Not to mention the usual problems with Phoronix benchmarks: it doesn't say how m...

vinkelhake · on Aug 19, 2022

Every result graph there has the error indicated. If there are any significant errors then bars are shown. You can see this on the very first result page for LeelaChessZero.

It also shows you the number of runs. It also shows you the compile options used. All this info is included in every graph.

The complete system setups are described. The test suite is also open source.

https://github.com/phoronix-test-suite/phoronix-test-suite

paulmd · on Aug 19, 2022

I remember a recent "gaming on linux" article from them where they were computing "summary" geomeans including benchmarks across different resolutions... from the same game. So you might have:

* SOTTR 1080p

* SOTTR 1440p

* SOTTR 4K

* F1 1080p

...

And this wasn't like they had a 1080p geomean and then a 1440p geomean and a 4K geomean... they just had one geomean with a bunch of different resolutions thrown into it, including duplicates of the same game at different resolutions. And sometimes different combinations of resolutions for different games (they might skip 4K for a particular game, etc).
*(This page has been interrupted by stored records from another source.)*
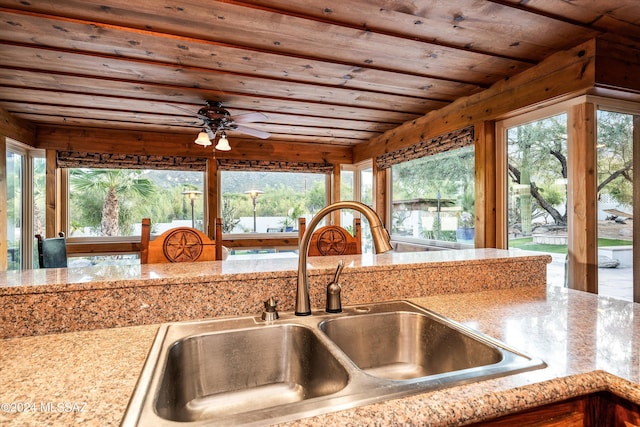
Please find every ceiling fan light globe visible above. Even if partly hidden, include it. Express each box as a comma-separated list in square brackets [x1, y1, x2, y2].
[194, 131, 212, 146]
[215, 134, 231, 151]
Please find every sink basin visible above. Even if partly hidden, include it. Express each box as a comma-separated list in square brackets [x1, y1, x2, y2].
[123, 301, 546, 426]
[156, 324, 349, 422]
[320, 311, 503, 380]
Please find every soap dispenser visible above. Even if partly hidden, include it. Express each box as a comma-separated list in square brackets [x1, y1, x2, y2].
[326, 259, 344, 313]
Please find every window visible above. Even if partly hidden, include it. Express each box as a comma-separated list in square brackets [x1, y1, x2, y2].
[596, 108, 636, 301]
[504, 113, 568, 286]
[31, 155, 46, 266]
[360, 166, 373, 207]
[340, 168, 354, 202]
[6, 148, 23, 270]
[390, 146, 475, 246]
[340, 161, 374, 252]
[220, 170, 327, 234]
[67, 168, 205, 237]
[5, 142, 43, 270]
That's pleb-tier benchmarking, pick a random redditor and they know not to make that kind of mistake, it's obviously and facially incorrect.
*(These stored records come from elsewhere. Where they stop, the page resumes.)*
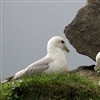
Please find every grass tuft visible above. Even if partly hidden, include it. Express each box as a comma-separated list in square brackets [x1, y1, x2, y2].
[0, 72, 100, 100]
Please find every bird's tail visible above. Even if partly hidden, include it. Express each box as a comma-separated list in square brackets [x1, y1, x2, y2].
[2, 76, 14, 83]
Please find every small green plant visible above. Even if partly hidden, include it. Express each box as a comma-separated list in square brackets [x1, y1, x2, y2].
[0, 72, 100, 100]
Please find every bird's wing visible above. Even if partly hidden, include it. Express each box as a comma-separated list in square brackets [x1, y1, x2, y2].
[25, 58, 52, 75]
[13, 57, 53, 79]
[3, 57, 53, 82]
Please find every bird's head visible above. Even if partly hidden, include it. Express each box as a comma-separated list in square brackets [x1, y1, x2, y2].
[47, 36, 70, 53]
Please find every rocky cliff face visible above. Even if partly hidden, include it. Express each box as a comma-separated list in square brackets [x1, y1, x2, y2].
[64, 0, 100, 61]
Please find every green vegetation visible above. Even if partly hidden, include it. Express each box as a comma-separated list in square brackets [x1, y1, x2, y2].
[0, 72, 100, 100]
It just goes to show the power of community goodwill... UserBenchmark's actual sub-scores are reasonably accurate, but because the owner is a massive fucking twat they're persona-non-grata in the internet community (I'm sure I'm going to be regaled with NO THEIR BENCHMARKS ARE TRASH AND HE CHANGES THINGS TO MAKE INTEL but nope, the subscores are accurate, topline "summary" score weights are what he fucks with). Michael Larabel is a very nice guy and frankly doesn't seem to understand the first thing about benchmarking, or score weighting, or mathematics, and constantly puts out trash-tier results with obvious defects, and he's revered in the community, basically a saint.

I know, nobody else is really benchmarking Linux and he's what we've got, if you don't like it then be the change, etcc. But, his results are given incredibly disproportionate weight to the quality there, he's no anandtech. And sadly anandtech is no anandtech anymore.

sudosysgen · on Aug 20, 2022

It's not...

Games are benchmarked at different resolutions for the same game because that shifts the CPU/GPU burden. It's a great thing to do and many benchmarks do it too, and yes in the same average.

If you don't include a game at those resolutions for no good reason that's one thing, but varying the resolution in the same mean is a good idea.